La Russie envoie un navire de reconnaissance en Méditerranée orientale, rapporte lundi l’agence de presse Interfax, alors que les Etats-Unis se préparent à une possible intervention militaire en Syrie.
Le « Priazovié » a quitté dimanche soir la base navale russe de Sébastopol, sur les rives de la mer Noire en Crimée, pour une mission de « collecte d’informations dans le secteur du conflit en pleine escalade », ajoute l’agence, en citant une source militaire.
Le ministère russe de la Défense s’est refusé à toute déclaration à ce sujet lundi. D’après Interfax, le « Priazovié » opérera indépendamment de l’unité maritime russe déjà stationnée en Méditerranée.
La semaine dernière, le ministère de la Défense avait annoncé que de nouveaux bâtiments étaient en cours de déploiement en Méditerranée dans le cadre de la rotation de ses navires assurant une présence maritime permanente de la Russie dans cette zone.
Le ministre russe des Affaires étrangères, Sergueï Lavrov, avait alors déclaré que la Russie n’avait aucune intention de se laisser entraîner dans un conflit au sujet de la Syrie.

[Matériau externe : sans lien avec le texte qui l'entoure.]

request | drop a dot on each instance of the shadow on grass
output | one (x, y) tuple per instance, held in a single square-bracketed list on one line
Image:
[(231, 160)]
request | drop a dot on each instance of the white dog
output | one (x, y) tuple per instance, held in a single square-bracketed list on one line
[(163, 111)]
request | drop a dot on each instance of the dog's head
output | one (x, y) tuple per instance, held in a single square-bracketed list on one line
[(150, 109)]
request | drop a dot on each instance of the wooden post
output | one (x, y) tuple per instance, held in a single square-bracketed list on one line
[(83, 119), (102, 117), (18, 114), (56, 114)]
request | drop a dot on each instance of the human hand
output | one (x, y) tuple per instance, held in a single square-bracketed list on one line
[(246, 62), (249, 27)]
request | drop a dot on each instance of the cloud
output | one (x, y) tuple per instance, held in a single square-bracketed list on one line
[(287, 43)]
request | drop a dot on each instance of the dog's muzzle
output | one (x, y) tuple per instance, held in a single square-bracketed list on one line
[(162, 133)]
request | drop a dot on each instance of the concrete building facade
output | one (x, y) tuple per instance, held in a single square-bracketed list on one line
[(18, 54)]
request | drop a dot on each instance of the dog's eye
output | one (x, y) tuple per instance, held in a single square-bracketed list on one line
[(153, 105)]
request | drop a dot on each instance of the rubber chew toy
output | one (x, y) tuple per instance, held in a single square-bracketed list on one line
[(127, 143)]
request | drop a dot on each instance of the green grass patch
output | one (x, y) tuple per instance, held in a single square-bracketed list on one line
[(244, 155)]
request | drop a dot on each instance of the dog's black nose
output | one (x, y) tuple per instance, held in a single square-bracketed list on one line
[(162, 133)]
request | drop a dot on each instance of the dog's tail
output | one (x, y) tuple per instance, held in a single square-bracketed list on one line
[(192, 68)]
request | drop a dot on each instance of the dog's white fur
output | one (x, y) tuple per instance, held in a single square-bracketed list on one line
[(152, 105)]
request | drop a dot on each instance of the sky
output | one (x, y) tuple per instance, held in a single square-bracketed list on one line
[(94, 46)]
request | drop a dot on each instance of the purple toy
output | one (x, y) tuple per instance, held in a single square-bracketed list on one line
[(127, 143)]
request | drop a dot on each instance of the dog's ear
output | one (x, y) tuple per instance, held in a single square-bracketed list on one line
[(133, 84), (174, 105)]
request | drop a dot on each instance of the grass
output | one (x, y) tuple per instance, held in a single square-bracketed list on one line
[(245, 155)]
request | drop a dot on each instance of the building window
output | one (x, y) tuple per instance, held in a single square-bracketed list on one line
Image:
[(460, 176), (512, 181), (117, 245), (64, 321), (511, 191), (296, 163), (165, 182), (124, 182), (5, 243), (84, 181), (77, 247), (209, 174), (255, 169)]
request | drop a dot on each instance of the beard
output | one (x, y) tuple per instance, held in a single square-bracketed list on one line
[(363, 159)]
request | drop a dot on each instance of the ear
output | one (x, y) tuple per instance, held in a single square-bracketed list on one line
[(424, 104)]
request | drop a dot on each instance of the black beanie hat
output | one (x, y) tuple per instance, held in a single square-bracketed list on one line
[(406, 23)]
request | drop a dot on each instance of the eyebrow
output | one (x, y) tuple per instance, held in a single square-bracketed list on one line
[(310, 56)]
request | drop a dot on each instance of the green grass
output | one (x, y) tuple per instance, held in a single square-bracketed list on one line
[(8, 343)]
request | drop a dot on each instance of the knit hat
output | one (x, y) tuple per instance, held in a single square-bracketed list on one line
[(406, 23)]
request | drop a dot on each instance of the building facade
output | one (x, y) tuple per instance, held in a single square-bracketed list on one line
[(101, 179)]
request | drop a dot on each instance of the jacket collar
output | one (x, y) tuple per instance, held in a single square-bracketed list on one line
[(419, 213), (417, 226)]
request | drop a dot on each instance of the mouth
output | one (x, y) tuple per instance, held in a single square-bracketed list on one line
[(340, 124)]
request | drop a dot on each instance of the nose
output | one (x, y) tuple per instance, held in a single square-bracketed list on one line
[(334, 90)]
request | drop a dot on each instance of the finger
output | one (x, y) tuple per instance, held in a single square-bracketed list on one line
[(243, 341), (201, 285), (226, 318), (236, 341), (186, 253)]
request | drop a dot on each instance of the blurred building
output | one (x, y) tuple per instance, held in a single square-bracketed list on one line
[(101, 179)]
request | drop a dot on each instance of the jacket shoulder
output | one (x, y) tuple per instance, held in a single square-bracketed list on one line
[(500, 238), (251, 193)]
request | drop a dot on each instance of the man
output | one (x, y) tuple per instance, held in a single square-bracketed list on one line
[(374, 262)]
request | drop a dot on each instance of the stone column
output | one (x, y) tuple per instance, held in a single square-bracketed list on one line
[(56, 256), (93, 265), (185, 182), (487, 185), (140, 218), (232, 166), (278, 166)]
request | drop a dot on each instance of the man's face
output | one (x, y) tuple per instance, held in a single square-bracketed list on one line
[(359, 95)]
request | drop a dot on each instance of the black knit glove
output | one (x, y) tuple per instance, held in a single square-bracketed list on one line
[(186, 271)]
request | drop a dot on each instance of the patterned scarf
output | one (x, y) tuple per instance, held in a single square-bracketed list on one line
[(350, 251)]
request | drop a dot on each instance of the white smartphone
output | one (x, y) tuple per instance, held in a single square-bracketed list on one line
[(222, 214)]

La Russie, alliée au régime syrien de Bachar al Assad, dispose d’installations navales dans le port syrien de Tartous. Moscou s’oppose à toute intervention militaire contre le pouvoir syrien et, avec la Chine, a empêché depuis le début de l’insurrection contre le régime Assad l’adoption de plusieurs résolutions condamnant Damas au Conseil de sécurité de l’Onu.
LES RUSSES PAS CONVAINCUS
Accusant le régime de Bachar al Assad d’une attaque chimique meurtrière le 21 août dans les environs de Damas, les Etats-Unis ont renforcé leur présence navale en Méditerranée, en préparation d’une intervention contre la Syrie soumise à un feu vert préalable du Congrès américain.
La Russie a répété lundi que les Etats-Unis ne lui avaient pas présenté de preuves à l’appui de leurs accusations et que l’attaque chimique pourrait avoir été commise par les rebelles eux-mêmes afin de provoquer une intervention extérieure.
Sergueï Lavrov a dit que la Russie n’était toujours pas convaincue après une rencontre entre un haut diplomate russe et l’ambassadeur des Etats-Unis à Moscou, Michael McFaul.
Les éléments présentés aux Russes par les Américains « ne contenaient rien de concret : aucune coordonnée géographique, aucun nom, aucune preuve que des échantillons avaient été prélevés de manière professionnelle », a dit le chef de la diplomatie russe devant des étudiants et du personnel de la principale école de relations internationales de Russie.
« Ce que nos collègues américains et les Britanniques et les Français nous ont montré précédemment et récemment ne nous convainc absolument pas », a-t-il insisté, selon l’agence de presse RIA.
Se faisant l’écho des propos tenus au cours du week-end par le président Vladimir Poutine, il a poursuivi : « Il n’y a aucun fait dans tout ça (…) et quand nous leur demandons des éléments plus précis, ils disent ‘vous savez, tout cela est secret donc nous ne pouvons pas vous le montrer’. Cela signifie que ces faits n’existent pas. »
Sergueï Lavrov a défendu la position de la Russie et de la Chine à l’Onu en soulignant que ces deux pays « s’opposent aux tentatives de recourir à la rhétorique de l’ultimatum ».